Nel 1995 venne costituita la WASS (Whitehead Alenia Sistemi Subacquei) dalla fusione delle attività subacquee di Whitehead SpA, acquisite da Fiat e del ramo d’azienda di Alenia Elsag Sistemi Navali di Finmeccanica (che aveva ereditato le attività del consorzio Selenia Elsag Sistemi Navali), relativo alla produzione di siluri, lanciasiluri e contromisure per navi.  L’acquisizione delle aziende ex EFIM fece nascere l’esigenza di un’ulteriore razionalizzazione dell’intero comparto.
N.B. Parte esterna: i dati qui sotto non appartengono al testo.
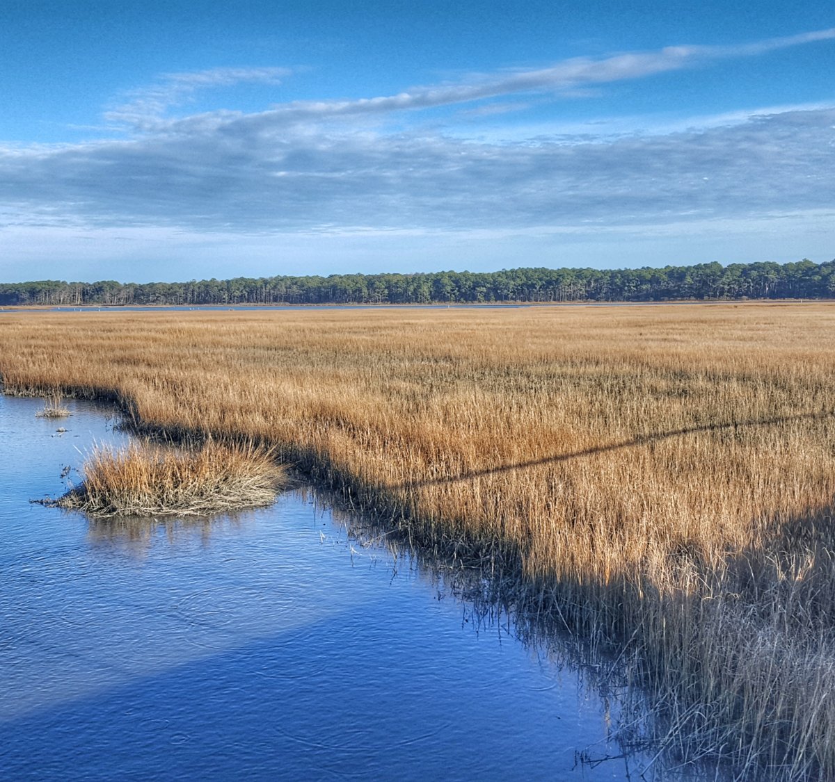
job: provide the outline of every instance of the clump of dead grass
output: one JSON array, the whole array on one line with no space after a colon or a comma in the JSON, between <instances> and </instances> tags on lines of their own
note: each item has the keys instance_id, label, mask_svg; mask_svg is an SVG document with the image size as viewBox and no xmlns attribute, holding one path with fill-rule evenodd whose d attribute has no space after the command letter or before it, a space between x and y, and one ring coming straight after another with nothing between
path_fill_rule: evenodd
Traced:
<instances>
[{"instance_id":1,"label":"clump of dead grass","mask_svg":"<svg viewBox=\"0 0 835 782\"><path fill-rule=\"evenodd\" d=\"M73 414L64 407L60 394L55 394L47 397L43 408L38 410L35 416L39 419L65 419Z\"/></svg>"},{"instance_id":2,"label":"clump of dead grass","mask_svg":"<svg viewBox=\"0 0 835 782\"><path fill-rule=\"evenodd\" d=\"M201 516L270 504L286 480L270 450L208 443L196 449L96 448L84 480L55 501L98 517Z\"/></svg>"}]
</instances>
Nel 1996 le unità operative furono organizzate in macro divisioni, con una capofila: Alenia Aerospazio (con due sottodivisioni per le attività di aeronautica e spazio), Agusta Elicotteri (con tutte le attività elicotteristiche di Agusta), Alenia Difesa, costituita dalle attività raggruppate, a loro volta, in tre sotto-divisioni (OTOBreda, che raggruppava le attività della Breda Meccanica Bresciana e della OTO Melara, Sistemi Avionici ed Equipaggiamenti, Sistemi Navali Internazionali), Ansaldo (energia, sistemi industriali, trasporti), Elsag Bailey (automazione industriale). Nello stesso anno Ansaldo Trasporti costituì la holding di diritto olandese Ansaldo Signal NV, dove concentrò tutte le attività del ramo d’azienda Segnalamento. Subito dopo Ansaldo Signal fu quotata al Nasdaq di New York.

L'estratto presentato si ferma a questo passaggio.